Thirty minutes later I rode the elevator up to ground level with my armed escort. A wave of early-morning Nevada heat greeted me as we entered a “scoot and hide” hangar the size of six football fields. Beneath the high roof I could see a slice of red rock, the mountains concealing the rising sun. To the west rose a cluster of radar antennas. To the north a building meant to resemble a mess hall was flanked by several antiquated housing facilities, and farther down the road, by a perimeter fence, stood a guard house.

The surface facilities were there for window dressing because Area 51 conducted most of its business deep underground.

Two long tarmac runways, constructed on a dry lake bed, ran parallel to the hangar.
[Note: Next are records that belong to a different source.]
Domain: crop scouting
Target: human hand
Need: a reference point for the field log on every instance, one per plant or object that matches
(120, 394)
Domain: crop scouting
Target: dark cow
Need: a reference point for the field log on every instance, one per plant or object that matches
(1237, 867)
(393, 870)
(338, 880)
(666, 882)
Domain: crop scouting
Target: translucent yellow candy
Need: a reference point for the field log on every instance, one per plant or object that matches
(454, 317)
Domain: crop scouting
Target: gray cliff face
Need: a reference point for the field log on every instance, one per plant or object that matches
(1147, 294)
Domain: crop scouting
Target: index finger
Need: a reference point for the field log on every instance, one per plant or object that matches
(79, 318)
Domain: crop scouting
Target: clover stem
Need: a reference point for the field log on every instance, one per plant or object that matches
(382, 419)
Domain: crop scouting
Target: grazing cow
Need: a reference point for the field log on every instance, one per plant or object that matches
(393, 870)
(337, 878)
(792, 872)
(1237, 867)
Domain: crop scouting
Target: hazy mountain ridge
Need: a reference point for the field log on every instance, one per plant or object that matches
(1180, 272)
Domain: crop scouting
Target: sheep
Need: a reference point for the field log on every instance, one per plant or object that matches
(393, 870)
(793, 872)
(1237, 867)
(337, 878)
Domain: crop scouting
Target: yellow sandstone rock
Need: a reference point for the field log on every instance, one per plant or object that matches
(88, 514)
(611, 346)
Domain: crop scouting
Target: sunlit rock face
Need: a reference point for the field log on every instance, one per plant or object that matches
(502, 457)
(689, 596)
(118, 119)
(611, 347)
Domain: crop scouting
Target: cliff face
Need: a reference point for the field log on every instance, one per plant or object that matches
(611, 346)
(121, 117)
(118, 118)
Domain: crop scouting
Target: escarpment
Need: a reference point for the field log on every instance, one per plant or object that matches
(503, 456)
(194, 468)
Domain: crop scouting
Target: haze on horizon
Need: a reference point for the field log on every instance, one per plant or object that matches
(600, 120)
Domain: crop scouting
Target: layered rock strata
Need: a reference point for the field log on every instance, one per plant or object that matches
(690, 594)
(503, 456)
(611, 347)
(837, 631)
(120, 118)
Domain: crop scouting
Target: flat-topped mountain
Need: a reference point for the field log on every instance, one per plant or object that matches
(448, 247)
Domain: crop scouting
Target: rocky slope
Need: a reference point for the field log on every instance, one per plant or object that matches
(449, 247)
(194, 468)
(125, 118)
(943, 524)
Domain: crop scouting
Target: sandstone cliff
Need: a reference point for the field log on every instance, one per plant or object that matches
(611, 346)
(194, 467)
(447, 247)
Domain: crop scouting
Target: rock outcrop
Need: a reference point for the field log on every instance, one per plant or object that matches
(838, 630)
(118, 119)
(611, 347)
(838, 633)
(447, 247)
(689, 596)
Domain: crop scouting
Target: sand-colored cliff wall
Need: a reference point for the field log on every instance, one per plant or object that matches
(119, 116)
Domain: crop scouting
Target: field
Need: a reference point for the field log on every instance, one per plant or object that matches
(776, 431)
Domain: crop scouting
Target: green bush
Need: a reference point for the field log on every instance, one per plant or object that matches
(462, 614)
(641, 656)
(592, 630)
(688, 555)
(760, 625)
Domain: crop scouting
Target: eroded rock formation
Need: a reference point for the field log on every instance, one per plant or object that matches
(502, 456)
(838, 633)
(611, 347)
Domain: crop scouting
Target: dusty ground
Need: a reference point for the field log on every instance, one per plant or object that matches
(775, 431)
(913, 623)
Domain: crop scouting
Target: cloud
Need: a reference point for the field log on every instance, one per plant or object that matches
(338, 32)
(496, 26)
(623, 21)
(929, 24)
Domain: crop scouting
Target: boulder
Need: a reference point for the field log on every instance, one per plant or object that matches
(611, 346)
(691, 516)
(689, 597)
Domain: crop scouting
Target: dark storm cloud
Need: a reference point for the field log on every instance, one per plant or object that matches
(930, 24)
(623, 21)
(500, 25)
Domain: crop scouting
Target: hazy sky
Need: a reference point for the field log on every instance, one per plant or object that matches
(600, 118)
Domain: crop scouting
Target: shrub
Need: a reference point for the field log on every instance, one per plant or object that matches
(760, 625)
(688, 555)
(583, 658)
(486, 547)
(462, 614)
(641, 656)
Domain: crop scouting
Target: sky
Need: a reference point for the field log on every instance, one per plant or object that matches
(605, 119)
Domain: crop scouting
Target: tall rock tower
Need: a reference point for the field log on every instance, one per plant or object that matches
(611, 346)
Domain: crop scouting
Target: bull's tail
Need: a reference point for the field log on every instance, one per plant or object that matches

My escort led me to a Lockheed C-5 Galaxy, an immense military transport that dwarfed everything else under the roof. Painted in green camouflage, the plane — nicknamed FRED (Fucking Ridiculous Environmental Disaster) by its crew — had twelve internal wing tanks and was equipped for aerial refueling. The T-shaped tail towered three stories overhead, its nose and aft loading docks lowered open to receive its payload.

The payload was a thirty-seven-foot submarine named the Tethys, the very ship described to me seven years earlier by Ben Hintzmann. She had been named after the Titan goddess of freshwater rivers and streams, and the ancient sea that harbored prehistoric life 200 million years ago. The vessel had been designed for one purpose: to access Lake Vostok by traveling beneath the East Antarctic ice sheet through a network of subglacial rivers.

To accomplish this, the sub housed two ice-melting elements in its reinforced, chisel-shaped bow. The first was a Europa-class Valkyrie laser. Like the two Valkyries that had been mounted on the Barracuda, it was designed specifically for Jupiter’s frozen moon. The E-class, however, was three times the diameter of its predecessor and was powered by a nuclear reactor.

To help the sixty-three-ton ship’s twin engines propel the Tethys through the ice, the sub had been equipped with a bow and flat bottom composed of a calcium isotope, the plates of which could be superheated to temperatures exceeding fifteen hundred degrees Fahrenheit. The end result was a dagger-shaped vessel that melted ice like a hot knife through butter, keeping the submarine hydroplaning toward its target.

Technicians loaded the ship aboard the transport and secured it in chains. I boarded through the open nose to the forward passenger section, where seventy-two business-class seats were set in eighteen rows facing the rear of the aircraft. The plane was empty, the sub’s crew still finishing breakfast. The guard stopped me at the third row and motioned for me to occupy a window seat while he took the aisle. Reclining the chair, I closed my eyes and tried to settle my nerves.

But the thought of William and Brandy held captive, along with the image of Susan’s skull splattering across the white tile floor, wouldn’t leave me. The guard’s presence only added to my anxiety.

Unable to take it anymore, I stood and confronted the armed man. “I need something to put me out. Drugs, booze, a bottle of cough syrup — I don’t care what it is, but I need it now!”

“How about I just punch you in the face?”

“Do it, arse. Then you can explain to the Colonel why his lead scientist can’t function when we get to Antarctica.”

Realizing he needed to deal with my issue, the guard radioed for a physician.

Ten minutes later Dr. Stewart was rigging an I.V. drip to service me in the first-row window seat. “This will put you in La La Land for a good fifteen hours. When you wake up, you can take these pills, one every four hours. Just make sure you eat something first.” He slid the needle into a vein in my left forearm, securing it in place with medical tape. “By the way, I’m sorry about Susan. To waste a life like that… It’s not why I joined MJ-12. All life is sacred. No matter the species, we’re all God’s creatures. Even the bloody Irish.”